Ela saiu, sem dizer nada. Era escuro e estava só.
A rua corrompia o circuito matutino, mas as dúvidas não permitiam a mudança de direcção. A estrada, outrora repleta, outrora inundada de cheiros, de sons e de cores resumia-se ao vazio da bicharada, aos gatos que trepavam as cercas, aos mosquitos que atacam a pele e aos passeios matinais dos cãos de corrente reforçada. São pretos e castanhos, grandes e pequenos. Temperam a paisagem feita de noite e a rua vestida de negro. A penumbra é de nevoeiro e humidade entranhada. Não se vêem estrelas, não se vê a lua. Os grilos não cantam. Mas há luz, muita luz!!! Falsa, doentia, ofuscante. Luz que embala e conquista, que marca o ponto do tempo, mas que não aquece nem permanece. Apenas imprime o fotograma na retina.
O passo tem compasso e é feito ao ouvido de um solidão de sombras. A estrada inclina, mas a subida não é de extremos. Sem dizer nada, ela foi seguindo e sonhando, em paisagens de outros tons e outras compaixões. Que teriam e o que fariam, mil e um seres que se cruzam sem se aperceberem que o são. Que ideias, que fantasias? A incompreensão que se faz memória apoquenta um passeio que é curto, mas não é breve.

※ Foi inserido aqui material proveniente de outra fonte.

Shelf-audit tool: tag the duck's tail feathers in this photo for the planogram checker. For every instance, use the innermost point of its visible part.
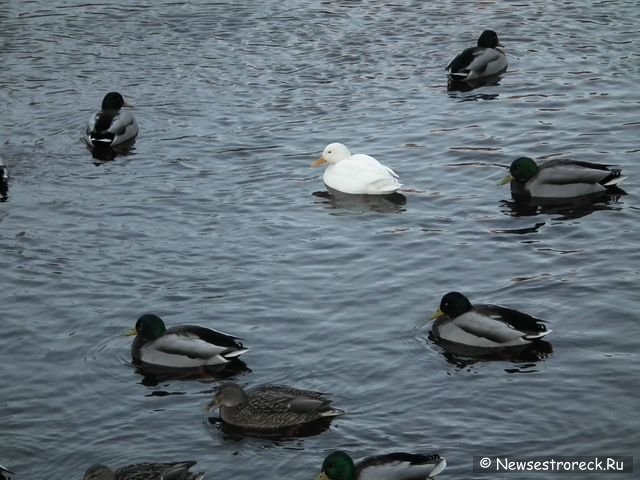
(236, 353)
(615, 178)
(536, 336)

As figuras sucedem, as histórias repetem-se, o tempo pára. Aqueles que se deixam e que querem voltar, os retalhos inconfundidos de um pretérito imperfeito por esquecer. E após o tempo, vem o que a estrada ocupa, passo por passo na calçada da igreja. E os fantasmas que são de carne e os espíritos que são de vidro. E as portas que batem e o vento que não assobia. O que não se sabe poder esperar na porta ao lado...
1 comentário:
Muito bonito este texto. Há certas pessoas que parecem caminhar pela vida assim, na escuridão, temendo a luz que emana de outros seres. O mais triste é quando os próprios não se apercebem disso... pronto, ando deprimida, esta casa só tem gente doida!